On the heels of passing a protective LGBTQ+ law and the Equal Rights Amendment (ERA), Virginia is also moving to end a state holiday celebrating Confederate generals Robert E. Lee and Thomas “Stonewall” Jackson.

The majority Democrat Virginia House passed HB 108, effectively removing Lee-Jackson Day as a state holiday. To supplement this, Election Day will now be a state holiday instead, celebrated on the first Tuesday in November. 

The holiday was first established in 1889 by then-Governor Fitzhugh Lee, General Robert E. Lee’s nephew, according to WAMU. It eventually included Stonewall Jackson and was celebrated across the south and former confederate states. The day, observed on the Friday before Martin Luther King, Jr. Day in January, was called “Lee-Jackson Day.”

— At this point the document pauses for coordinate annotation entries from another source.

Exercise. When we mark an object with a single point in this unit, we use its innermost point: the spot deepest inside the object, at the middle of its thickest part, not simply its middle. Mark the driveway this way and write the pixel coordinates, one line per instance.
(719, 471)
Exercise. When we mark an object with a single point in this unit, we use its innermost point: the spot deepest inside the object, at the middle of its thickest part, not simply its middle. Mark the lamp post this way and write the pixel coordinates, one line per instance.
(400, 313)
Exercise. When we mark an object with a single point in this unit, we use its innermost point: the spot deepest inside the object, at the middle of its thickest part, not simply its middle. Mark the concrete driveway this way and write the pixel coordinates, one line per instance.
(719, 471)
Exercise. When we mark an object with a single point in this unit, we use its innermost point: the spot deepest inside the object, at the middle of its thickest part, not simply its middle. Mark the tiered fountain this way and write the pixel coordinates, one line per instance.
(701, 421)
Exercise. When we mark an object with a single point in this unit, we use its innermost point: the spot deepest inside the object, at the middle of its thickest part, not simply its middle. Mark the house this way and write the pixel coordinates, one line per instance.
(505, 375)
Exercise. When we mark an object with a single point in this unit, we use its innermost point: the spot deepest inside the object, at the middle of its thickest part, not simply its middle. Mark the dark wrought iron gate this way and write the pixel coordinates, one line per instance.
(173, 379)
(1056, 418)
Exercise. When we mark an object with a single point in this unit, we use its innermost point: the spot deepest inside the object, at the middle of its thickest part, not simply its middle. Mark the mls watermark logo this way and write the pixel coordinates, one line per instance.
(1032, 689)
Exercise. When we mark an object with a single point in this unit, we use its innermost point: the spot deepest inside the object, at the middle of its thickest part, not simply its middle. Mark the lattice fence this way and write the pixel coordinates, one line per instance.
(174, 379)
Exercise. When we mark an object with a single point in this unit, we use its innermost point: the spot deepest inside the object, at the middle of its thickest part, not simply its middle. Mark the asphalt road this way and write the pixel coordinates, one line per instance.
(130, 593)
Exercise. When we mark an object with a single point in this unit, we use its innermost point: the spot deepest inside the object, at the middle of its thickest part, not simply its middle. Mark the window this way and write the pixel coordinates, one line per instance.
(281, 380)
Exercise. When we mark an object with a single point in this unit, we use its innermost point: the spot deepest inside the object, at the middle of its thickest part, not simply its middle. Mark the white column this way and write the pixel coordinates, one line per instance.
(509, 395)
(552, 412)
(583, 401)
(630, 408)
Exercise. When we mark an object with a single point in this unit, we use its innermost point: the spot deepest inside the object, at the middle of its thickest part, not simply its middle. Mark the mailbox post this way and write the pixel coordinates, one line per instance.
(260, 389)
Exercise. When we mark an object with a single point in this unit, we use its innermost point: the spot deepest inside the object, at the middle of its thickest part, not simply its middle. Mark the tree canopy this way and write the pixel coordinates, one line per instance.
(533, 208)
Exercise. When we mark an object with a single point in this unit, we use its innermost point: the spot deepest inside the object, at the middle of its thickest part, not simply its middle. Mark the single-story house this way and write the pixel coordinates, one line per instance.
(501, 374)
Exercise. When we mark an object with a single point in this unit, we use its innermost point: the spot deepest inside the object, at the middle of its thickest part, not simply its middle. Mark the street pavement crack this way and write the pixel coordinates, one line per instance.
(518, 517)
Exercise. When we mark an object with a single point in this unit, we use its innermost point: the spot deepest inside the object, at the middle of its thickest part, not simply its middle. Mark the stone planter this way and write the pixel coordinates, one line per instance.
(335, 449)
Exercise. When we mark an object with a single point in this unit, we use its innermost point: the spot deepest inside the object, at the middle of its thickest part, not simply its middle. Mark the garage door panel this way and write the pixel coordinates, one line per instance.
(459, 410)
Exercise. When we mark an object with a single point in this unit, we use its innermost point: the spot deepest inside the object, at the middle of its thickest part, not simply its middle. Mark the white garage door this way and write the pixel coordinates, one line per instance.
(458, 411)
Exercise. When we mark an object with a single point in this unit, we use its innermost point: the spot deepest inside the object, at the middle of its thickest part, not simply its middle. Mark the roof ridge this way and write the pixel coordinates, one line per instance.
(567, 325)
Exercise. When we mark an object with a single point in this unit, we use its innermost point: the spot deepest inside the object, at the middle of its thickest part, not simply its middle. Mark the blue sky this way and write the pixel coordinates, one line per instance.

Democratic Virginia Gov. Ralph Northam advocated for the holiday change, saying “We need to make Election Day a holiday. We can do it by ending the Lee-Jackson holiday that Virginia holds. … It commemorates a lost cause. It’s time to move on.”

Earlier today, Gov. Northam tweeted a response to CNN reporter Jim Acosta, saying that the Virginia government is “making it easier for Virginians to exercise their fundamental right to vote, and building a more representative and inclusive Commonwealth as a result.”



While the majority appear to favor this move, some critics look upon this law — as well as the removal of confederate statues and the confederate flag — as erasing history.

One unidentified person celebrating Lee-Jackson Day in Lexington, Va., told local newspaper The Roanoke Times that he thinks that “Stonewall Jackson and Robert E. Lee are some of the greatest men to have ever lived. Great men, and we’re all getting washed away.”